08 Dec

Not Really a WordPress Plugin Vulnerability – Week of December 8, 2017

In reviewing reports of vulnerabilities in WordPress plugins we often find that there are reports for things that don’t appear to be vulnerabilities. For more problematic reports we have been releasing posts detailing why the vulnerability reports are false, but there have been a lot of that we haven’t felt rose to that level. In particular are items that are not outright false, just the issue is probably more accurately described as a bug. We have been thinking that providing information on why those are not included in our service’s data could be useful, so we are trying out putting a weekly post when that occurs detailing those issues.
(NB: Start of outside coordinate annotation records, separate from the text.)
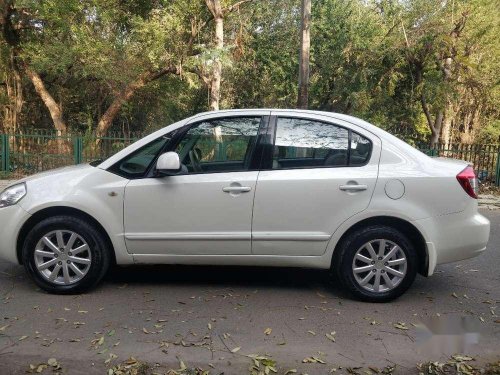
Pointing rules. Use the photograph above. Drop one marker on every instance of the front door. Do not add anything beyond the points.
(207, 208)
(317, 176)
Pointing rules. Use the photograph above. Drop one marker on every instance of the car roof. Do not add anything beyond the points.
(382, 134)
(301, 112)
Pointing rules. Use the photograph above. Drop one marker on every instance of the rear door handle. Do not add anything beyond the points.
(236, 189)
(353, 187)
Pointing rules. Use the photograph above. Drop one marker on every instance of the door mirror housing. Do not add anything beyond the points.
(168, 163)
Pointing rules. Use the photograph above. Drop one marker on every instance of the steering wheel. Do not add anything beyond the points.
(195, 160)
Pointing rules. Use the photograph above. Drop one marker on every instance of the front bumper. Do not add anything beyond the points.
(455, 237)
(11, 220)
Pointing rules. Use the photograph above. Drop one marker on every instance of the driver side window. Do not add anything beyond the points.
(221, 145)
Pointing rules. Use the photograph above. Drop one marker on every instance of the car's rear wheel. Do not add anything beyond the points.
(65, 254)
(376, 264)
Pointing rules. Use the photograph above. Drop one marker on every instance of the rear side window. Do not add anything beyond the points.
(303, 143)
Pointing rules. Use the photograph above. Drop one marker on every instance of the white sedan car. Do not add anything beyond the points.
(280, 188)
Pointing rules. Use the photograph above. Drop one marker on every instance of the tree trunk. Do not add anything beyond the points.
(54, 108)
(216, 72)
(56, 113)
(305, 47)
(13, 108)
(124, 95)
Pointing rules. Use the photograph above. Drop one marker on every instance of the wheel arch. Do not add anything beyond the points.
(57, 211)
(404, 226)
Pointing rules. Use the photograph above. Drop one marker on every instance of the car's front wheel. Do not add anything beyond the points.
(65, 254)
(376, 264)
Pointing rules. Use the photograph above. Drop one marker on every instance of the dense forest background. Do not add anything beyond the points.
(424, 68)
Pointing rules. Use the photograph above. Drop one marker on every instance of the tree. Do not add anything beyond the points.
(305, 46)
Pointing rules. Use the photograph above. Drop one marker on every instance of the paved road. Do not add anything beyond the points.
(199, 315)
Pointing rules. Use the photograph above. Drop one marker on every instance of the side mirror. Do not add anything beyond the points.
(168, 163)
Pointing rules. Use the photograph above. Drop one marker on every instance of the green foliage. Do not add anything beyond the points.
(370, 58)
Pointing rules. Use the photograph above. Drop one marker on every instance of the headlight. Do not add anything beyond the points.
(12, 195)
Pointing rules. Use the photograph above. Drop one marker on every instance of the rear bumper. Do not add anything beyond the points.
(454, 237)
(11, 220)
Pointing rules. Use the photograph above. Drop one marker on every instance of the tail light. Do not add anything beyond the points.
(467, 178)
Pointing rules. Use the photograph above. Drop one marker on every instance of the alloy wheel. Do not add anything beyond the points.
(62, 257)
(379, 265)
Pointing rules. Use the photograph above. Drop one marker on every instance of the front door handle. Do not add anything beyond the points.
(236, 189)
(353, 187)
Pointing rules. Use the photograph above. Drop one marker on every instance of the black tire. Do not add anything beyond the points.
(343, 263)
(98, 248)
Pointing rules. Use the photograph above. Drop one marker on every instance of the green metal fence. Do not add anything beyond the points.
(22, 154)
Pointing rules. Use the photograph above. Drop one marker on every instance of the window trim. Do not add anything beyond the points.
(267, 165)
(255, 161)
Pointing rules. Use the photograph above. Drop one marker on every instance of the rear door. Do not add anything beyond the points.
(206, 209)
(315, 175)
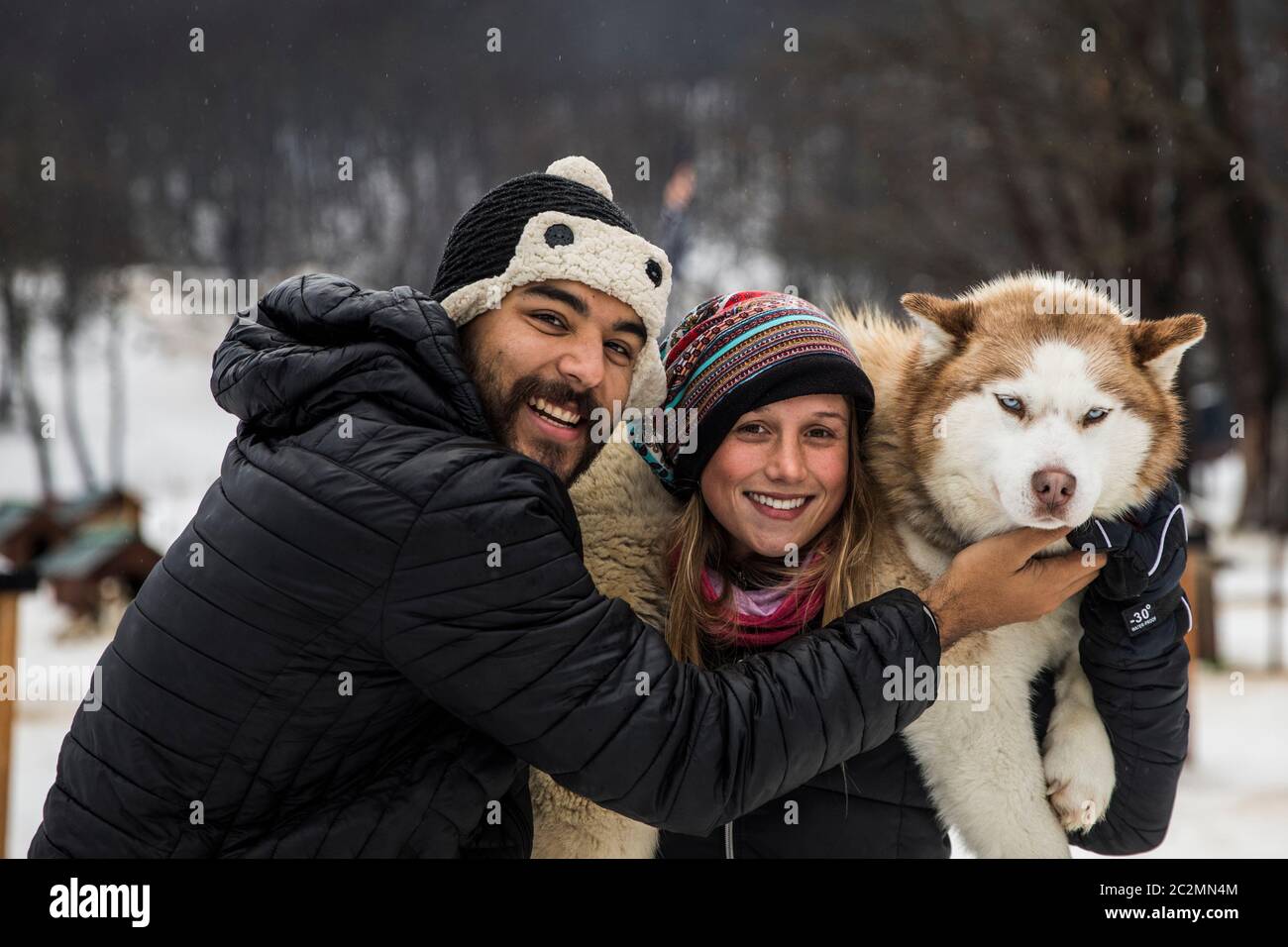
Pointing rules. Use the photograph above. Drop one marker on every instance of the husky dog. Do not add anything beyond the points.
(993, 410)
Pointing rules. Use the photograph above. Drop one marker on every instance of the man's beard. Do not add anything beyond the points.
(501, 408)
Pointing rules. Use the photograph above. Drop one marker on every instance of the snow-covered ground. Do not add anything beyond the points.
(1233, 797)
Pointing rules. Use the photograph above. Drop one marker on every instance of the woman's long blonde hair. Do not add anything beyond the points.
(698, 539)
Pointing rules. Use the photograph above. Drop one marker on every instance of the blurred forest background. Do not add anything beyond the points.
(810, 166)
(764, 145)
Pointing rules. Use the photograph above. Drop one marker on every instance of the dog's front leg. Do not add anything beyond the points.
(1077, 755)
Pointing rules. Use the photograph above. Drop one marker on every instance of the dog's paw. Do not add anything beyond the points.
(1078, 763)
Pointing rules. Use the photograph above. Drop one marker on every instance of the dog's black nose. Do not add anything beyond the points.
(558, 235)
(1054, 487)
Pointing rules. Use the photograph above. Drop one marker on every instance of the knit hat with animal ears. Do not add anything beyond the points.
(562, 224)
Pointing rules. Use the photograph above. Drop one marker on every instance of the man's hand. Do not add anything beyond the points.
(997, 581)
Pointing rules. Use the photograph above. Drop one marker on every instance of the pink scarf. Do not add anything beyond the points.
(765, 616)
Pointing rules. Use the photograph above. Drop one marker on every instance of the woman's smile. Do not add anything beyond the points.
(778, 505)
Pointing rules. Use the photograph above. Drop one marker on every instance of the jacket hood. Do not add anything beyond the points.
(320, 343)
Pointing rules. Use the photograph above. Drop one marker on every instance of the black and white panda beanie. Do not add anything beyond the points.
(562, 224)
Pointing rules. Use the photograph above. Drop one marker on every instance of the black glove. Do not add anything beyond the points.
(1140, 583)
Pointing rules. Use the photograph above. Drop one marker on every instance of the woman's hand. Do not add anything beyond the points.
(997, 581)
(1140, 583)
Directory Traversal Vulnerability in WooCommerce

A lot of reports of vulnerabilities that turn out to be false at least seem to have a valid basis, but occasionally you have truly strange ones. The claim of a directory traversal vulnerability in WooCommerce falls into the latter category. The claim made is:

Identifying woo commerce theme pluging properly sanitized against Directory Traversal,even the latest version of WordPress with woocommerce can be vulnerable.

Directory traversal refers to the ability to move outside of a specified directory, it isn’t a vulnerability on its own, just something that could be a piece of a vulnerability. An example of where that could come in to play as a vulnerability would be if you had code that allows downloading files from a particular directory and directory traversal could be used to download files outside of it.

The proof of concept included with the claim simply makes a request to the URL /wp-content/plugins/woocommerce/templates/emails/plain/. If you were to take a look at the latest version of WooCommerce you would see that in that directory there is no index file that would be served when requesting that, so there couldn’t be any code running for there to be directory traversal. There isn’t anything in the proof of concept code that shows an attempt to do anything related to directory traversal either.

What looks to be going on here is that the person behind this thinks that seeing a list of the files in the directory, if a server is configured to do that when there isn’t an index file, would be a vulnerability here. On the same vulnerability database we saw their claim of a directory traversal vulnerability they had submitted a Google dork for “intext:/wp-content/plugins/woocommerce/templates/emails/plain/” and wrote:

When you dork with this,it will generate juciy information in parent directory , for best practice filter according to the country .

That isn’t true though. You should already know what the files that are that directory since the directory shouldn’t contain files that don’t come with the plugin (custom template files would be located in theme being used not in the plugins directory structure).

Somehow, despite the issue being claimed here not actually being a vulnerability on in its own, this has been assigned a CVE number.